Step 2: Automate Server Lifecycle

Now that the call works, create an LlmServer class that manages the entire lifecycle of the llama-server process so the app no longer needs it started manually. Move the complete() method from Step 1 into this class.

Finding the binary

Probe a list of candidate paths in priority order so the app works across platforms without manual configuration:

private static final String[] CANDIDATE_PATHS = {
    "llama-server",                       // on PATH
    "/opt/homebrew/bin/llama-server",     // Homebrew Apple Silicon
    "/usr/local/bin/llama-server",        // Homebrew Intel
    "/usr/bin/llama-server"
};

Resolving the model file

When running from an exploded build the model is used directly from the classpath.

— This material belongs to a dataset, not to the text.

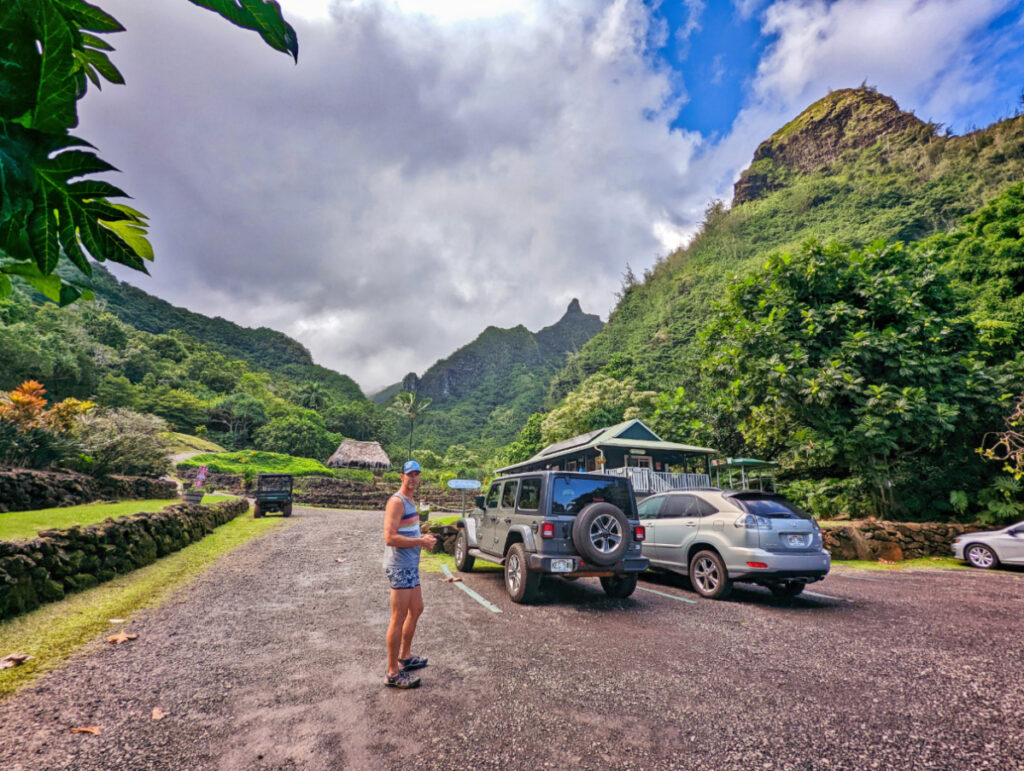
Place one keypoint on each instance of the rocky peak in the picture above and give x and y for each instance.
(850, 119)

Inside a fat JAR it is extracted to a local cache directory on first run:

private File resolveModelFile() throws IOException {
    URL resourceUrl = LlmServer.class.getResource(MODEL_RESOURCE);
    if ("file".equals(resourceUrl.getProtocol())) {
        return new File(resourceUrl.toURI());   // dev mode: use directly
    }
    // Fat-JAR: extract to local cache on first run
    File dest = new File(CACHE_DIR, CACHED_MODEL_NAME);
    if (!dest.exists()) {
        try (InputStream in = LlmServer.class.getResourceAsStream(MODEL_RESOURCE)) {
            Files.copy(in, dest.toPath(), StandardCopyOption.REPLACE_EXISTING);
        }
    }
    return dest;
}

Launching the process

ProcessBuilder pb = new ProcessBuilder(
        binary,
        "--model", modelFile.getAbsolutePath(),
        "--port", String.valueOf(SERVER_PORT),
        "--ctx-size", "2048",
        "--n-gpu-layers", "0",       // set > 0 to use GPU
        "--threads", String.valueOf(Runtime.getRuntime().availableProcessors() / 2),
        "--no-webui",
        "--log-disable"
);
pb.redirectErrorStream(true);
pb.redirectOutput(ProcessBuilder.Redirect.DISCARD);
serverProcess = pb.start();

After starting, poll GET /health every 500 ms (up to 60 s) until the server responds with HTTP 200 before marking it ready.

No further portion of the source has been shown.